A lama sempre lá esteve. As folhas ressequidas sempre estiveram misturadas às verdejantes. Mas meus olhos nunca a viram. Eu admirava com prazer o colorido das flores que hoje não mais existem. Sou o resultado de tudo aquilo que permiti que me influenciasse, que me encantasse, que me tocasse o sentimento. E fechava os olhos para o inverno da vida a fim de me convencer de que o sol brilharia sempre, só porque era esse o meu desejo. O choro era de outrém. A dor nunca foi minha.
Felicidade é um estado de espírito que pede cultivo. E eu a alimentava com alegria, com a vitória do outro, com a boa disposição para o mundo. Adubava a minha felicidade com o sopro do vento, com a esperança de vida. Tentava injetar amor sozinha, como quem se droga, para não ver a falta de amor que rondava à minha volta. Mas a vida é como tempestade: assola-te sem piedade, derruba-te se insistes em ficar de pé.

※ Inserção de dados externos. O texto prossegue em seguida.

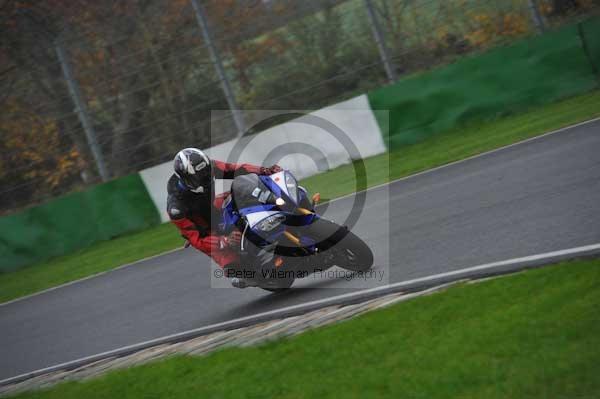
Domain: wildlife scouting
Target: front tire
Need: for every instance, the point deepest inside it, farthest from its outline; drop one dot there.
(352, 254)
(343, 248)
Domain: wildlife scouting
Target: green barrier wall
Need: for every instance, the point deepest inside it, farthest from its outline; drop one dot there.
(74, 221)
(532, 72)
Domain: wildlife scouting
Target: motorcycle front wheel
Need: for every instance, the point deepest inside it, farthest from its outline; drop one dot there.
(342, 247)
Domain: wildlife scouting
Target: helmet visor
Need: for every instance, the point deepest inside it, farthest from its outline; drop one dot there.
(198, 182)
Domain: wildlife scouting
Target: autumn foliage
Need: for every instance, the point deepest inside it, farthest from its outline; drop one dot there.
(149, 84)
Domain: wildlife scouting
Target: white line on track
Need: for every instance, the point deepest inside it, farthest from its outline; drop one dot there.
(483, 154)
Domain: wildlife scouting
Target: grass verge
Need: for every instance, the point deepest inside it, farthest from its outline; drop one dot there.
(530, 335)
(435, 151)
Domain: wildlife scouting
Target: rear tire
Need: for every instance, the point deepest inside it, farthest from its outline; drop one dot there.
(346, 248)
(353, 254)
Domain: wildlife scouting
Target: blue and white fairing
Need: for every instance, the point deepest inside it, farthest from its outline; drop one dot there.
(258, 200)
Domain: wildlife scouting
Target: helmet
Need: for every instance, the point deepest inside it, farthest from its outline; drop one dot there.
(193, 167)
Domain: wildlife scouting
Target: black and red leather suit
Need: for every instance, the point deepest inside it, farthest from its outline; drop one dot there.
(192, 212)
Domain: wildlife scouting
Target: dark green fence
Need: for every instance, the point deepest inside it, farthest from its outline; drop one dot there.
(532, 72)
(75, 221)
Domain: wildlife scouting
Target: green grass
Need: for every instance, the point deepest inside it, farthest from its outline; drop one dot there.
(530, 335)
(99, 257)
(436, 151)
(458, 144)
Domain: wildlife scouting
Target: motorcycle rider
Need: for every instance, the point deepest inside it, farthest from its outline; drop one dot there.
(195, 209)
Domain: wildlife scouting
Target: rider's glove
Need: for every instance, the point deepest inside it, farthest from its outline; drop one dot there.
(270, 170)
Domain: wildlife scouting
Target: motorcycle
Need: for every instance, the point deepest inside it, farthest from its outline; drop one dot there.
(282, 236)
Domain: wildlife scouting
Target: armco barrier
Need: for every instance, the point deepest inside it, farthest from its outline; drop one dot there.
(75, 221)
(531, 72)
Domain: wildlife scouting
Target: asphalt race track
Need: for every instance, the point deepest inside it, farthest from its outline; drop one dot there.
(535, 197)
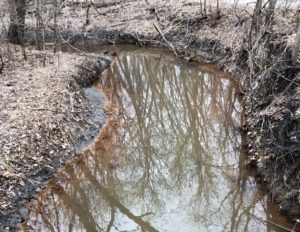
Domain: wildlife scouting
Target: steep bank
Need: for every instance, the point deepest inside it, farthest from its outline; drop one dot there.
(269, 80)
(44, 116)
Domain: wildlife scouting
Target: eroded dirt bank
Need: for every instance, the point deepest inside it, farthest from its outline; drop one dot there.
(269, 81)
(44, 117)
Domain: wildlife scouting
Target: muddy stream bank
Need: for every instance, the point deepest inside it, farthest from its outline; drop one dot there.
(169, 158)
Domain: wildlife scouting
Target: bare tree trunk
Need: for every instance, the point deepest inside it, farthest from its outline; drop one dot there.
(55, 24)
(87, 20)
(1, 64)
(296, 47)
(38, 25)
(270, 13)
(218, 9)
(256, 22)
(17, 21)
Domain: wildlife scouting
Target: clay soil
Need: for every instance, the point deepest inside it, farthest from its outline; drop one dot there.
(39, 110)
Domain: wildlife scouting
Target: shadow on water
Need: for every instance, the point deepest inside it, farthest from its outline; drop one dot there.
(168, 158)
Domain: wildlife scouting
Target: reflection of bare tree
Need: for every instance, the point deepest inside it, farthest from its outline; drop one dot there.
(172, 133)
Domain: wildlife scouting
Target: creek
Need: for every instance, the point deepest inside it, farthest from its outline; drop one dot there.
(169, 157)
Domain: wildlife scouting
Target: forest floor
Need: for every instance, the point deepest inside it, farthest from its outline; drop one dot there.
(44, 116)
(272, 104)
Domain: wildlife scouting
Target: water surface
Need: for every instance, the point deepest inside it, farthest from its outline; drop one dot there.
(168, 159)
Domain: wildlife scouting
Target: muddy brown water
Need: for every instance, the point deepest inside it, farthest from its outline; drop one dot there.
(169, 157)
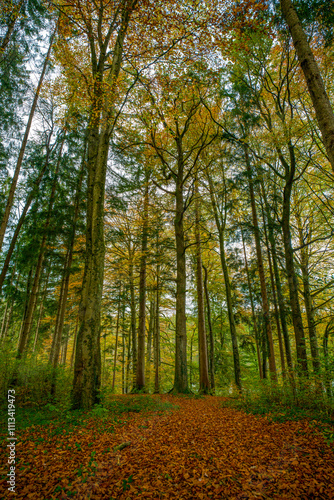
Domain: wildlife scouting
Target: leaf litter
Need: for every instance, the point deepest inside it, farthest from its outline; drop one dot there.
(198, 450)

Anula-te, só para mostrar que é assim que deves viver, que é isso o que mereces, o nada. E aceitei. E o véu se descortinou de diante dos meus olhos e vi. Vi a fealdade da vida, os excrementos dos vizinhos, senti o cheiro fétido do ar. Ouvi a maledicência que saía da boca do sacerdote, senti a faca que se enfiava nas minhas tripas pelas mãos dos que eu dizia amar, notei os vergões de chicote nas minhas costas, os grilhões que prendiam os meus pés, numa escravidão torturante e silenciosa.
Hoje arrasto as minhas correntes pela casa, feito alma penada. Ainda penso em fingir felicidade, mas perdi o jeito, esqueci o texto e desisto. Espero que as semanas passem rápido, que os meses se atropelem que a vida se finde.